Voter cards should be deployed to sanction candidates who undermine the regime of decent campaign. Whoever takes steps to contaminate the transparency of the electoral process should be rejected at the poll. This is because such irresponsible acts, as political violence, defacement of campaign billboards and other vices, have the potentialities to diminish the majesty and sanctity of the electoral process.
It is time we ensured that our political and electoral processes enjoy legitimacy ab-intio, through the imprimatur of people’s acceptability, without obligatory judicial intervention.  Processes that are compromised or rigged, one way or the other, cannot escape essential indictment.  They are flawed and it becomes difficult for the people to accept their outcomes.  
The nexus between the process and the outcome is quite significant in that the process is the substructure on which the superstructure of the outcome rests. Attacking the billboards of any candidate by the other camp, as in the instant case of Obahiagbon in Edo south, is evidently attacking the process, apart from being a sign of desperation by the other camp over the prospects of looming defeat.
The people and registered electorate in Edo south have an idea of those who are responsible for the defacement of the billboards of the vocal politician. But it is sad that the resort to this kind of destructive strategy is not only counter-productive to the real perpetrator but also capable of inflicting a collateral damage to all other candidates except Obahiagbon who stands to benefit from popular sympathy.
But to be sure, Obahiagbon is not necessarily at home with the populism of sympathy votes, which the act of the other camp may have created.  He is surely running a robust electioneering that appeals to the community of political elite and latching on the magnitude of his programmes and, as they say in the political parlance, campaign promises, to secure critical support.
Remarkably, as part of a systematic campaign of attrition,  the other camp(s) has (have) attempted in recent times to dismiss Obahiagbon’s pedigree in the House of Assembly and the House of Representatives, where he spent a total of 12 years, as comical representation. But Obahiagbon’s counter narratives have been quite succinct in proving otherwise.
A lucid television jingle produced by the Obahiagbon Campaign Organisation, which is being repeatedly aired on some local stations in Edo state, has put paid to the claims that the flamboyant politician did not achieve anything beyond his celebrated involvements in legislative debates while in the State House of Assembly and the House of Representatives.
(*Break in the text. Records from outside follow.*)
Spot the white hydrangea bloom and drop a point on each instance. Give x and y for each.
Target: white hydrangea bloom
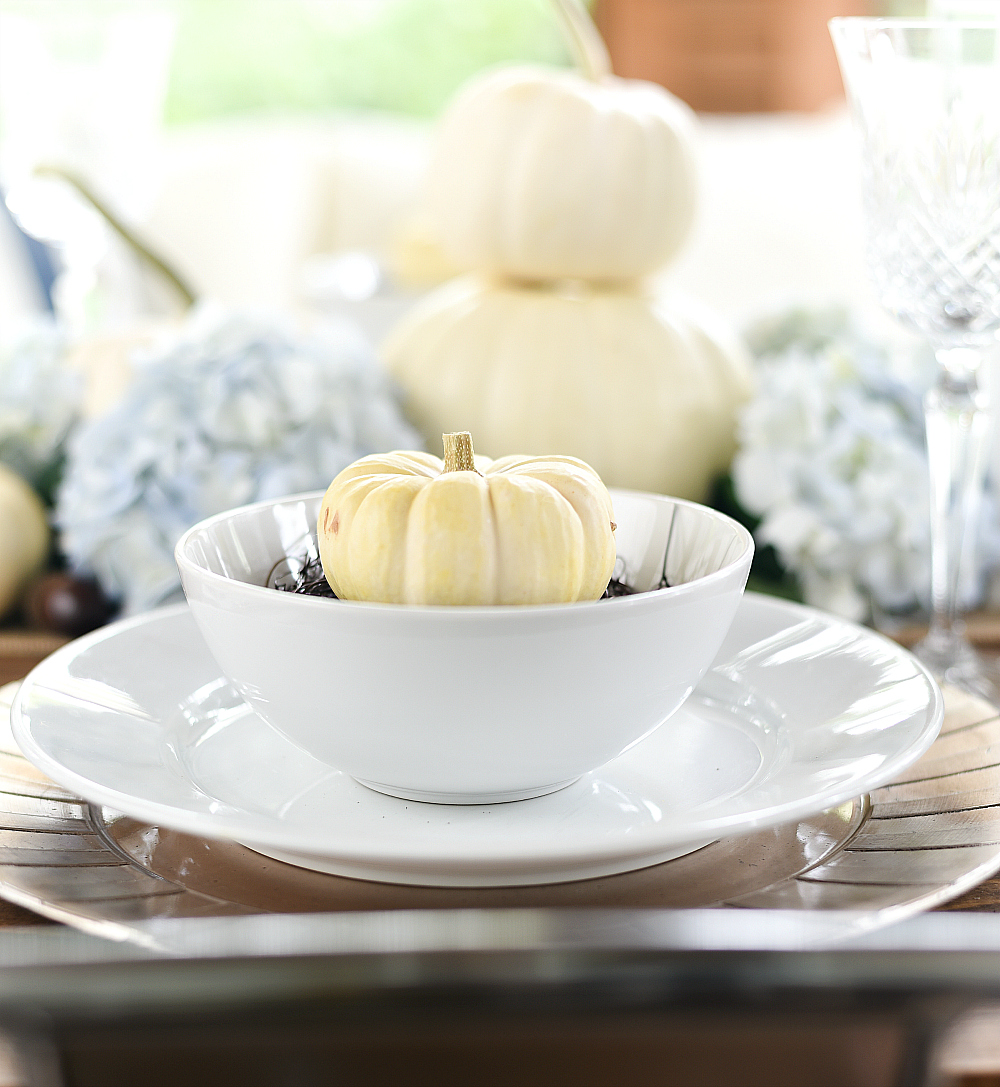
(832, 458)
(236, 410)
(39, 400)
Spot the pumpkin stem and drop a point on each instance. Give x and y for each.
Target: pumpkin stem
(586, 45)
(459, 455)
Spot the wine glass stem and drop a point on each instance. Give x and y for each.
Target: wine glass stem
(957, 421)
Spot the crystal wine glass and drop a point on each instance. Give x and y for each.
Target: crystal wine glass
(925, 100)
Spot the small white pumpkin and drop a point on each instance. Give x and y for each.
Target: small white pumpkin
(407, 527)
(539, 173)
(645, 392)
(24, 537)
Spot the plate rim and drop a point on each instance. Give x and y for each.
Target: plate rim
(195, 822)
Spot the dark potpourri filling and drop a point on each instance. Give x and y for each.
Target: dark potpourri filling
(312, 582)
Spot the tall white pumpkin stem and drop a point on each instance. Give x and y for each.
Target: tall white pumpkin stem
(586, 45)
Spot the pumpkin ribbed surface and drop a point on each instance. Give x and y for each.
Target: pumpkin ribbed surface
(397, 528)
The message in the jingle is very clear: “Beyond the grammar, in the short period that Obahiagbon was in the House of Representatives, he executed so many constituency projects, to wit: provisions of five blocks of classrooms and furniture for Obakhavbaye, Owina, Oza, Ezomo, Ohuoba, Payne and Oba Ewuare Primary Schools; connecting  electricity from Ogba to Umegbe, Iguike, Evborhun, Okpebor, Evbovbioba and transformer for Umegbe and three villages.” 
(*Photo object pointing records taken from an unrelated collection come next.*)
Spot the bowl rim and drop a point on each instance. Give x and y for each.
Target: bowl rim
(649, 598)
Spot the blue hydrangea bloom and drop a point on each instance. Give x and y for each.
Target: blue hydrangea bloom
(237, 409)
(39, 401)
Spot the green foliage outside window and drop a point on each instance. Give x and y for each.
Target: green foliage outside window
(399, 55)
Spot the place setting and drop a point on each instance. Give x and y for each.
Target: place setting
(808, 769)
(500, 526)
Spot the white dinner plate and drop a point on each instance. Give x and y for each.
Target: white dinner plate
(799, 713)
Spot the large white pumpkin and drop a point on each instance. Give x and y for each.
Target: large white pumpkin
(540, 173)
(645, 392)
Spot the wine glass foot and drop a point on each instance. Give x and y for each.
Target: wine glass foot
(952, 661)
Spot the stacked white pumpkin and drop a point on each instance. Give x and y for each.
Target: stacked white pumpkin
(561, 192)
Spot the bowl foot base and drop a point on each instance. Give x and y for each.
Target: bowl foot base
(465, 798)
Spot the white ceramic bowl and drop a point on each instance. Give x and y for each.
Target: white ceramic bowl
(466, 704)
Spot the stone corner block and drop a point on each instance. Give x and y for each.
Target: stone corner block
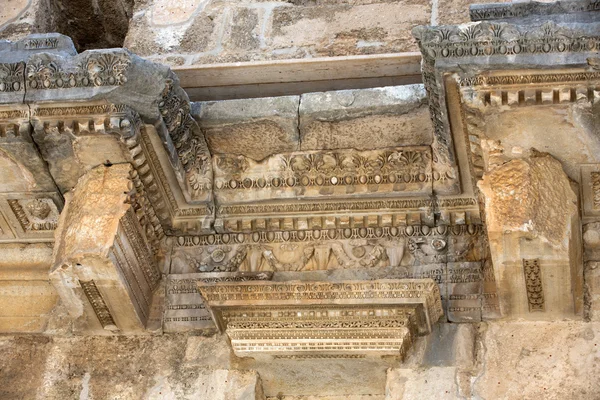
(256, 128)
(365, 119)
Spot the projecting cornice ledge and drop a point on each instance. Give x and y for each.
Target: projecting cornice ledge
(46, 88)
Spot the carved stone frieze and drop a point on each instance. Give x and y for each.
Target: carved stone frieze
(106, 68)
(304, 318)
(404, 171)
(345, 213)
(311, 250)
(511, 90)
(72, 87)
(184, 307)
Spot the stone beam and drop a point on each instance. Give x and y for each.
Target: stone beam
(317, 318)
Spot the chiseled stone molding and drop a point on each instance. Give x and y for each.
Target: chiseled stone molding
(105, 266)
(184, 309)
(118, 77)
(462, 53)
(304, 318)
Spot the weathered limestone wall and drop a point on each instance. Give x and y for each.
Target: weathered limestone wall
(224, 31)
(361, 119)
(90, 23)
(517, 360)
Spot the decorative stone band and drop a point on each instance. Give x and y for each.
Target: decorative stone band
(399, 292)
(347, 213)
(315, 174)
(320, 318)
(481, 12)
(114, 75)
(528, 88)
(184, 308)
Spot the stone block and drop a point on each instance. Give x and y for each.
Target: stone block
(160, 27)
(26, 295)
(104, 266)
(217, 384)
(255, 128)
(422, 384)
(365, 119)
(534, 235)
(342, 29)
(454, 12)
(244, 32)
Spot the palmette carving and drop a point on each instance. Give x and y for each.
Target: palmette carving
(97, 69)
(12, 77)
(188, 141)
(35, 214)
(343, 172)
(98, 304)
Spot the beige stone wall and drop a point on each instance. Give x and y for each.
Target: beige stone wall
(499, 360)
(189, 32)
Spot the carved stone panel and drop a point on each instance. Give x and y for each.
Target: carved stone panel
(105, 263)
(304, 318)
(184, 307)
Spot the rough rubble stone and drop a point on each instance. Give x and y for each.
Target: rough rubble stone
(237, 126)
(533, 230)
(365, 119)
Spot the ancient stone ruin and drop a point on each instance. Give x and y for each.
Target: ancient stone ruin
(285, 200)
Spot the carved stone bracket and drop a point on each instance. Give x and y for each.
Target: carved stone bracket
(110, 92)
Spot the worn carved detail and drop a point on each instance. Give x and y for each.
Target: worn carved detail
(97, 69)
(12, 77)
(98, 304)
(322, 169)
(191, 148)
(35, 214)
(487, 39)
(481, 12)
(305, 318)
(184, 308)
(533, 284)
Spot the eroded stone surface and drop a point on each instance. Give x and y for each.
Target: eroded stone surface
(533, 228)
(104, 266)
(255, 128)
(365, 119)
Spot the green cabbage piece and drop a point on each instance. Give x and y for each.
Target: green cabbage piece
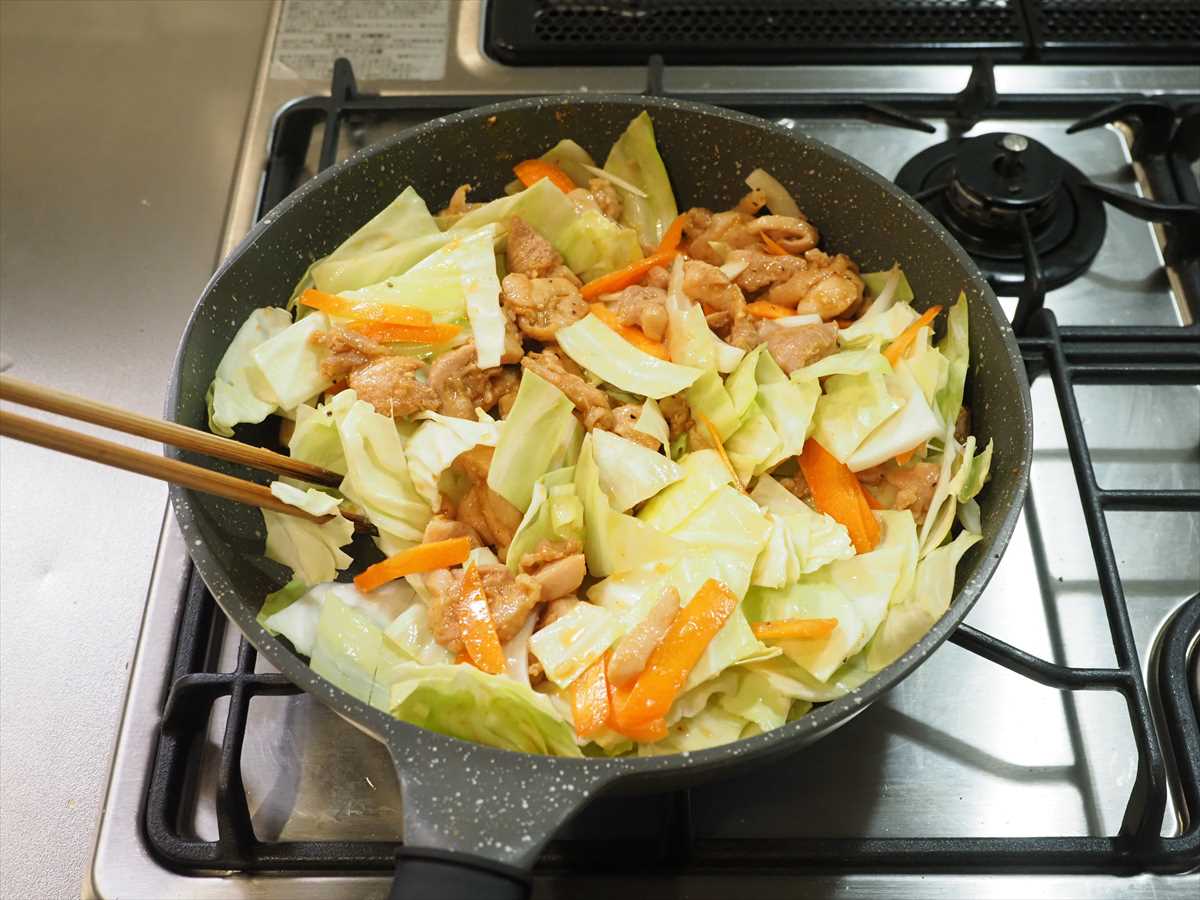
(612, 541)
(463, 702)
(907, 622)
(955, 347)
(239, 391)
(439, 441)
(635, 159)
(574, 641)
(555, 514)
(851, 408)
(377, 477)
(629, 472)
(599, 349)
(540, 423)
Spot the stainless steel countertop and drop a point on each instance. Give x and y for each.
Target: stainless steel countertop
(119, 131)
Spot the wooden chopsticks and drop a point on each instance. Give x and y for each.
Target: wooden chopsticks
(175, 471)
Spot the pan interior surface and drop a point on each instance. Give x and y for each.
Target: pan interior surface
(708, 153)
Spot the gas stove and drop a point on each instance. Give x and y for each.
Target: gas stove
(1050, 749)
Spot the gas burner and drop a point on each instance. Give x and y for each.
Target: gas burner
(990, 189)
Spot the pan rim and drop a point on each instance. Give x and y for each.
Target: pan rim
(409, 742)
Delivered in impeccable Pidgin English, the jingle continues: “The list is endless: boreholes at Umegbe, Irhirhi, Obakhavbaye and Evbinyomanru and other areas.  He facilitated the construction of roads and streetlights, award of scholarship and women empowerment and assisting constituents for placement in the civil service.”
These are the issues that have been put on the table for validation and/or rebuttal.  The candidates are to convince the people to invest their trust in their respective ability and track records to deliver.  Resort to defacement of campaign billboards or destruction of posters as the PDP governorship candidate in Lagos, Mr. Jimi Agbaje, has just complained of, should not be indulged. Such political rascality is odious, despicable and reprehensible.